Private sector producers can be divided into larger and smaller employers. The cut-off for policy-makers is often 50 employees or more (larger-the pre-Obama employer healthcare mandate threshold). Smaller producers are, as a rule, more attentive to the whims of the market and more nimble although (as I already stated) they are more easily ruined by new taxes or regulations or other authoritarian barriers to growth. They have access to less financing and usually operate with small margins (the free market constantly pushing competitors toward a profit margin of ‘0’). Smaller producers are far less concerned with degrees, which is what you would guess for small organizations who are risking big with every new hire. They cannot impose arbitrary hiring rules or follow the herd. The value of a college degree as a signal of industry and intelligence is beginning to fade everywhere and nowhere is it fading faster than among small producers. Can you do the job as advertised? Are you intelligent, honest, well-balanced, and punctual? Congratulations… you are a candidate. Only for roles where there is specific collegiate information or training (vet techs, for example, or accountants, or paralegals) are credentials a requirement. This should be the situation in every layer and corner of the workforce, but it currently is not. What is the situation among large private producers?

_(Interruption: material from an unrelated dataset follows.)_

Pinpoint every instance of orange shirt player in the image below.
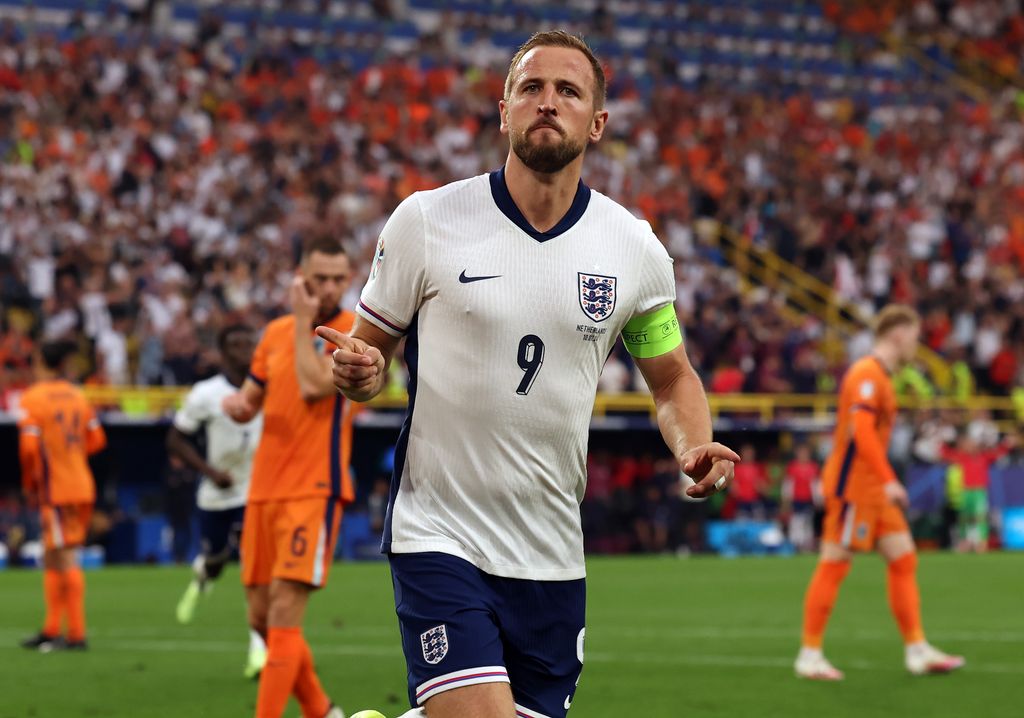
[223,237,354,718]
[17,342,106,651]
[796,304,965,680]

Large private sector employers also demand college degrees, even for the most pedestrian and trivial occupations. Do you want to be a banker or an office worker or an inventory manager? A degree is usually required these days. How did we get here? Why do degrees like ‘Art History’ or ‘Political Science’ (my own major) or even ‘Psychology’ have such value? It has almost nothing to do with the actual information or skills learned in service of earning the degree. Even law school (which I experienced for a single strange semester) barely relates to the day-to-day work of any lawyer. That information is learned on the job. Certainly there are useful standards and habits (and modes of thought) learned in law school… but not three years’ worth. There are many examples and many degrees which have only marginal or specific application to the job market but yet carry weight as an employment credential. I think there are two reasons for this.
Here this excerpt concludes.